ON DECK FOR FRIDAY, SEPTEMBER  11

KEY POINTS:

  • Diverging markets face Brexit, US-China tensions
  • Is the pandemic narrative wrong about US inflation risk?
  • UK’s Johnson to address party following EU ultimatum
  • Chinese financing exceeds expectations
  • Markets ignore solid UK economy readings

INTERNATIONAL

There is a bit of a divergence between North American asset classes and Europe this morning as Brexit risks and US-China tensions hang in the air. Overnight releases offered little effect ahead of US CPI figures this morning.

  • US equities are up by between ½% (snps) and 1% (DJIA) with the TSX up by just over ½%. European markets are more mixed with the Dax and Milan flat, Paris and London up by ¼% and ½% respectively and Spain down ¾%.
  • Sovereign curves are outperforming in Europe. US Treasury yields are generally little changed with a slight bid through the belly. Canada is slightly outperforming Treasuries at the longer end. Yields on gilts are down by 2–6bps in a Boris flattener. EGB curves are performing similarly with yields down 2–5bps in bull flatteners.
  • Oil prices are up by 30–60 cents with gold flat.
  • The USD is little changed overall but this masks wide deviations across individual crosses. Sterling is leading depreciating majors. Most other major and semi-major and also-rans are higher to the USD with other exceptions being the yen and won.

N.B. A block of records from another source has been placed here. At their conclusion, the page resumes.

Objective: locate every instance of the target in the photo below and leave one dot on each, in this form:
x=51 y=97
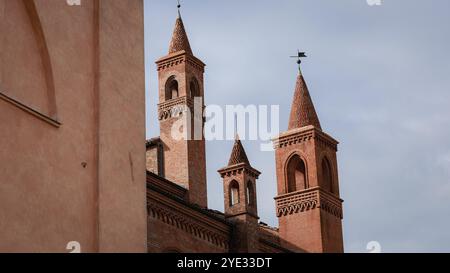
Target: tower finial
x=299 y=57
x=179 y=8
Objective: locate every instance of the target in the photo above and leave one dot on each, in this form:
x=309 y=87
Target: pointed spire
x=238 y=154
x=303 y=112
x=180 y=40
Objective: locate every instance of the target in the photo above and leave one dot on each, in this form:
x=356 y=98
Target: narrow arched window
x=327 y=178
x=250 y=193
x=194 y=88
x=296 y=174
x=234 y=193
x=172 y=89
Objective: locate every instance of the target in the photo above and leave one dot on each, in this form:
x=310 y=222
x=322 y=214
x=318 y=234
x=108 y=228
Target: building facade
x=308 y=205
x=72 y=115
x=75 y=165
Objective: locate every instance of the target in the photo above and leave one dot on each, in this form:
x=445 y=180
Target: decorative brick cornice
x=180 y=58
x=174 y=108
x=188 y=221
x=310 y=199
x=239 y=169
x=304 y=134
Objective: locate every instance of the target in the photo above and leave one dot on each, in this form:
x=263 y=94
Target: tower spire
x=303 y=112
x=180 y=39
x=238 y=155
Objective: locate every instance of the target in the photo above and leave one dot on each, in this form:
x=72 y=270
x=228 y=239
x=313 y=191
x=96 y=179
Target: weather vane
x=299 y=57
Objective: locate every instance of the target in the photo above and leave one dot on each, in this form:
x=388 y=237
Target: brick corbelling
x=174 y=108
x=239 y=169
x=188 y=220
x=310 y=199
x=178 y=59
x=305 y=134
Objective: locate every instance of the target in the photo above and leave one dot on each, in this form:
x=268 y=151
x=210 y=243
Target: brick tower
x=308 y=204
x=181 y=102
x=239 y=183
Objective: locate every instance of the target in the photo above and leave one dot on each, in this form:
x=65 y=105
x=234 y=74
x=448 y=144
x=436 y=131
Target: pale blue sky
x=379 y=78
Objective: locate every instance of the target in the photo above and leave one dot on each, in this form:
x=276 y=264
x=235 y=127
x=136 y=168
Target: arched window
x=296 y=174
x=194 y=88
x=234 y=193
x=250 y=193
x=327 y=178
x=172 y=89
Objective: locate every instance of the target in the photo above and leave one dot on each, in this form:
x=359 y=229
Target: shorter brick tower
x=180 y=108
x=308 y=203
x=239 y=181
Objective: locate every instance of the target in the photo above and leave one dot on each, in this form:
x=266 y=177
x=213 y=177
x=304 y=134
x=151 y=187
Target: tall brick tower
x=239 y=183
x=180 y=89
x=308 y=204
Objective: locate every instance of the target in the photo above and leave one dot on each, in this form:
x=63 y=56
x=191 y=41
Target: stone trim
x=30 y=110
x=310 y=199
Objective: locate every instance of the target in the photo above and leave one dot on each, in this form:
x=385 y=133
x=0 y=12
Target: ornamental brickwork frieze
x=308 y=200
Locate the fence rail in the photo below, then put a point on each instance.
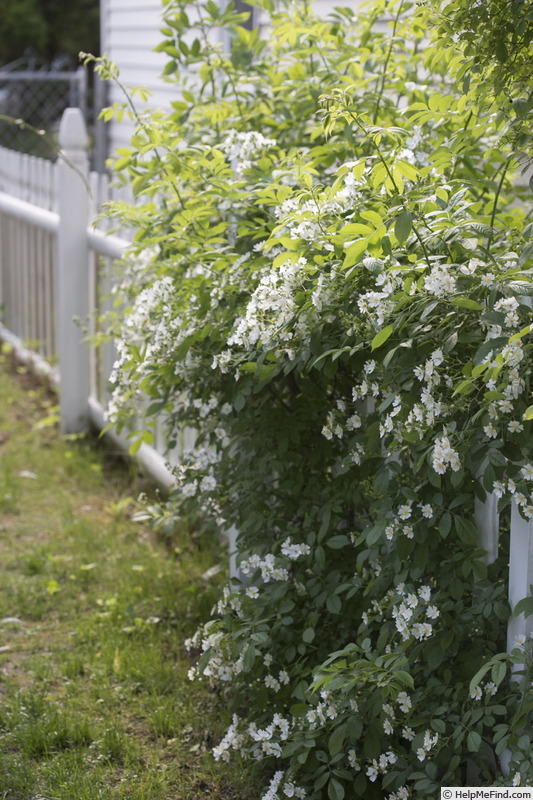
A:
(53, 266)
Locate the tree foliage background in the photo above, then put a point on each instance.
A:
(49, 28)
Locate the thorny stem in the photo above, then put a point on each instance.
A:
(386, 64)
(391, 176)
(496, 198)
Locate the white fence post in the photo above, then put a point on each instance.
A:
(520, 574)
(72, 272)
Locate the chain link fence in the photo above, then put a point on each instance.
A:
(31, 105)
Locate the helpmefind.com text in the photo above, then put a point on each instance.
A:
(488, 793)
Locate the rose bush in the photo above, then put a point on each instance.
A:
(331, 284)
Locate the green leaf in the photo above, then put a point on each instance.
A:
(336, 740)
(403, 225)
(354, 252)
(466, 302)
(473, 741)
(498, 672)
(492, 346)
(524, 606)
(528, 414)
(381, 337)
(337, 542)
(335, 789)
(308, 635)
(466, 530)
(445, 524)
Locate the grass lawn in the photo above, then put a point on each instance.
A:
(94, 697)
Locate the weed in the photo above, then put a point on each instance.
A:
(95, 702)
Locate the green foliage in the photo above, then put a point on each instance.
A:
(331, 283)
(497, 40)
(49, 28)
(96, 704)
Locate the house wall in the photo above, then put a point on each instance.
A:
(130, 30)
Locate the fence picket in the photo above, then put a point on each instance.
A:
(53, 258)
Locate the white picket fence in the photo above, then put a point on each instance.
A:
(55, 272)
(55, 266)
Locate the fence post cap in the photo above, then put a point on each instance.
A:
(72, 131)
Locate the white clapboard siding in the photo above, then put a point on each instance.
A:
(130, 30)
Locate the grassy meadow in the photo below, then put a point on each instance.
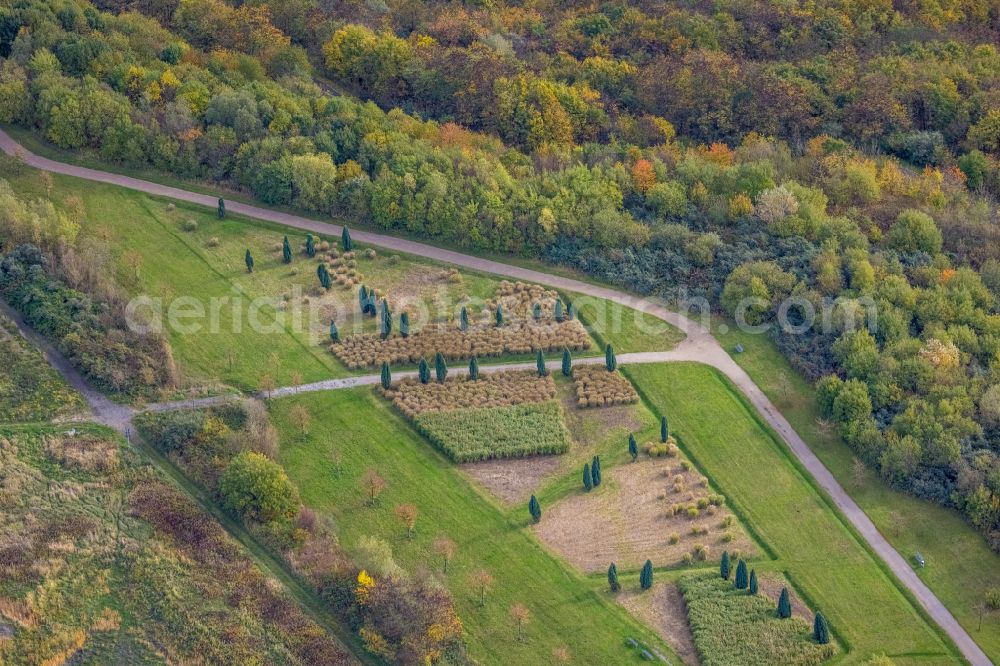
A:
(960, 567)
(352, 431)
(821, 556)
(30, 390)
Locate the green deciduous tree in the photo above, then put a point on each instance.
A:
(646, 575)
(784, 604)
(256, 488)
(535, 509)
(610, 362)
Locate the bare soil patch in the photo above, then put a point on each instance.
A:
(513, 480)
(663, 610)
(630, 518)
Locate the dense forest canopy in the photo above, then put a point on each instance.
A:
(825, 150)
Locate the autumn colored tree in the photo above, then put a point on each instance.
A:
(610, 361)
(446, 549)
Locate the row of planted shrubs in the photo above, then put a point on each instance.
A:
(470, 435)
(93, 335)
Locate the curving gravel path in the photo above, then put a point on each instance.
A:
(699, 346)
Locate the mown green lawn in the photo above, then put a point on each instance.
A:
(826, 562)
(626, 329)
(960, 565)
(366, 433)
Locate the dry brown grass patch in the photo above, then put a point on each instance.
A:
(495, 389)
(596, 387)
(632, 518)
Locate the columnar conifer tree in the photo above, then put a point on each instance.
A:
(784, 605)
(609, 358)
(535, 509)
(741, 576)
(646, 575)
(324, 276)
(821, 632)
(440, 367)
(385, 321)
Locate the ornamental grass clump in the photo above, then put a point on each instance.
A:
(596, 387)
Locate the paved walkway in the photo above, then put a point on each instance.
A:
(699, 346)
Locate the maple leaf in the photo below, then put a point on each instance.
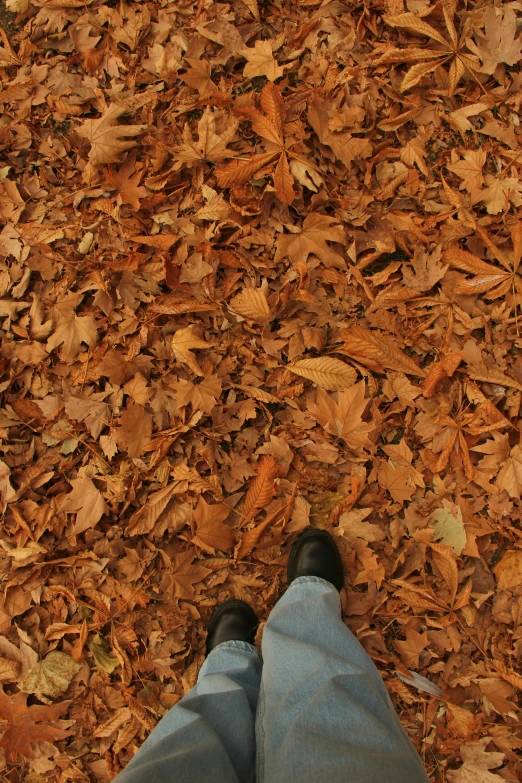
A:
(509, 570)
(86, 501)
(345, 146)
(26, 725)
(411, 648)
(210, 144)
(476, 764)
(183, 342)
(127, 182)
(199, 76)
(107, 139)
(71, 331)
(489, 278)
(211, 533)
(251, 303)
(202, 396)
(452, 50)
(185, 575)
(261, 61)
(344, 417)
(146, 517)
(449, 526)
(500, 44)
(313, 238)
(426, 270)
(135, 430)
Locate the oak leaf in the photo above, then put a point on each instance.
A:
(107, 139)
(26, 725)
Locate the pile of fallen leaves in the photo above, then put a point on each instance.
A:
(259, 269)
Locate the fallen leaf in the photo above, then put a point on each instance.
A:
(326, 372)
(211, 533)
(261, 61)
(184, 342)
(449, 528)
(27, 725)
(476, 764)
(107, 139)
(86, 501)
(50, 677)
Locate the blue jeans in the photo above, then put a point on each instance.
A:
(315, 710)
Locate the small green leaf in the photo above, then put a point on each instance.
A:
(50, 677)
(449, 528)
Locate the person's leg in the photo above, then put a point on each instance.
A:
(209, 735)
(324, 714)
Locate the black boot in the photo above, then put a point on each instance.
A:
(232, 621)
(315, 553)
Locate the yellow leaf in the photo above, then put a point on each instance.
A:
(326, 372)
(184, 341)
(107, 138)
(251, 303)
(261, 61)
(283, 181)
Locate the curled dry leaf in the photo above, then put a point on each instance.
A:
(251, 303)
(326, 372)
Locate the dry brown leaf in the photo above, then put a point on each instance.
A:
(262, 488)
(26, 725)
(377, 351)
(251, 303)
(326, 372)
(107, 139)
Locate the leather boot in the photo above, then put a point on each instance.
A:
(315, 553)
(232, 621)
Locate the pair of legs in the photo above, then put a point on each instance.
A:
(315, 709)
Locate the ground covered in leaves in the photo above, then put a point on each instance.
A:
(259, 269)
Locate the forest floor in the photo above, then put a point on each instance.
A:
(259, 269)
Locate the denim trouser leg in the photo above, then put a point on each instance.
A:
(209, 735)
(324, 715)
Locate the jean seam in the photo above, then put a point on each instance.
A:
(236, 644)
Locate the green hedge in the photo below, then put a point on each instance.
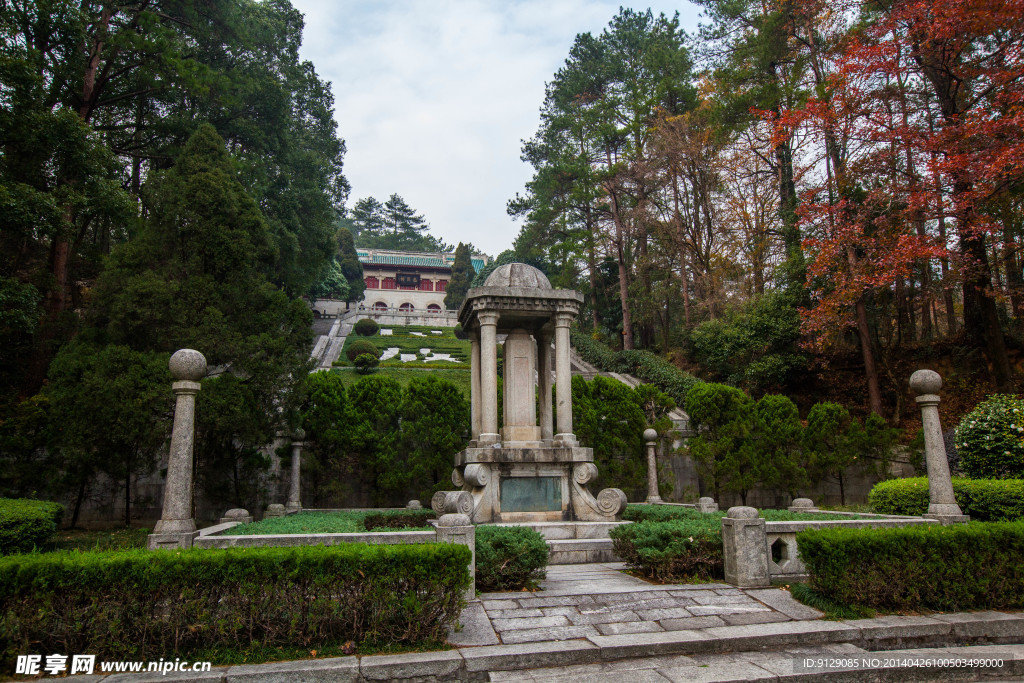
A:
(672, 551)
(642, 365)
(366, 328)
(945, 568)
(984, 500)
(509, 558)
(144, 605)
(359, 347)
(397, 519)
(26, 524)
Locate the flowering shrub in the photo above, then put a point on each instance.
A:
(990, 438)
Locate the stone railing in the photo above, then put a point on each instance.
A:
(760, 553)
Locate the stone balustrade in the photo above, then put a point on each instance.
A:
(760, 553)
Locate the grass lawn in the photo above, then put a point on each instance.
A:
(459, 376)
(406, 341)
(115, 539)
(316, 522)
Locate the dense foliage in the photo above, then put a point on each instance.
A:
(27, 524)
(989, 439)
(146, 605)
(509, 558)
(945, 568)
(379, 442)
(366, 327)
(983, 500)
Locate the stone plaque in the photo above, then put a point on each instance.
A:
(531, 494)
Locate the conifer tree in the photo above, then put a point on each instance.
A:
(462, 275)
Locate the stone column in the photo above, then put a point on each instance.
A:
(650, 436)
(942, 504)
(488, 378)
(544, 385)
(563, 381)
(474, 382)
(456, 527)
(176, 527)
(744, 548)
(295, 492)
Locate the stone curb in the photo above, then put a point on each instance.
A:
(881, 634)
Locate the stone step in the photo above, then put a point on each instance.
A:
(811, 664)
(580, 551)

UK PM Johnson will address his party at 12:30pmET with no deal risk brought forward and amplified by his tactics that are seeking to unilaterally alter the Brexit agreement’s provisions for Ireland that have drawn a stern rebuke from party members at home and from the EU. The EU delivered a month-end ultimatum to back down.

China is taking retaliatory measures against US diplomats on the mainland and in HK following US actions but the exact actions are unclear.

China released financing figures for August that exceeded expectations. 3.58 trillion yuan of aggregate financing was extended (consensus 2.585T) which is the strongest tally since March and more than double the prior month’s flow. Most of the pick-up came through government bonds and yuan denominated loans.

The UK economy registered solid readings in July but markets looked the other way given more pressing Brexit developments. Industrial output was up 5.2% m/m (4.1% consensus) as manufacturing output grew by 6.3% (5% consensus). The monthly services index was up 6.1% (consensus 7.0%). Monthly GDP grew by 6.6% which was in line with expectations. The trade deficit in goods widened as imports were up by 5.8% m/m while exports were up 0.9% while the services surplus shrank.

Spain followed Italy with a stronger bounce in industrial output than Germany or France during July. Output was up 9.3% m/m which nearly tripled consensus expectations for the third strong monthly gain.

UNITED STATES

It’s probably premature to have great confidence in this, but has inflation risk been fundamentally misjudged by global central banks? Or is there a further and bigger disinflationary shoe to drop still lurking ahead? Markets are not so much caring about this debate today as other headlines dominate in driving rallies across sovereign debt markets. Nevertheless, this morning’s US CPI figures add further reason to question the whole narrative that the pandemic is a deflationary or at least sharply and sustainably disinflationary shock. It also gives pause for strategists and traders to continue to re-evaluate the deflation trade they drove in the early stages of the pandemic.

Core CPI landed on my guesstimates at a little above consensus expectations which matters to no one, but hey, take it where you can in this biz. Core CPI inflation has picked up by half a percentage point in just two months in year-ago terms (chart 1). The month-ago seasonally adjusted rise was strong as reopening effects and stimulus combined to result in greater pricing power. Three months of decline in seasonally adjusted core inflation in month-ago terms has since given way to three months of gains averaging 0.4% per month. Annualized, that means core inflation is running at about a 5% clip over this three month trend period.

 

US CPI m/m % / y/y %, August :
Actual: 0.4 / 1.3
Scotia: 0.4 / 1.4
Consensus: 0.3 / 1.2
Prior: 0.6 / 1.0

US core CPI m/m % / y/y %, August :
Actual: 0.4 / 1.7
Scotia: 0.4 / 1.7
Consensus: 0.2 / 1.6
Prior: 0.6 / 1.6

The CPI figures still suggest that core PCE inflation is likely around 1.4% y/y and well below the Fed’s target. Even that, however, takes us up from 0.9% y/y in April to around 1.4% in August pending the PCE figures on October 1st.

The year over year drivers of CPI inflation are shown in chart 2 in terms of weighted contributions by source. The month-ago seasonally adjusted drivers are shown in chart 3, again in terms of weighted contributions.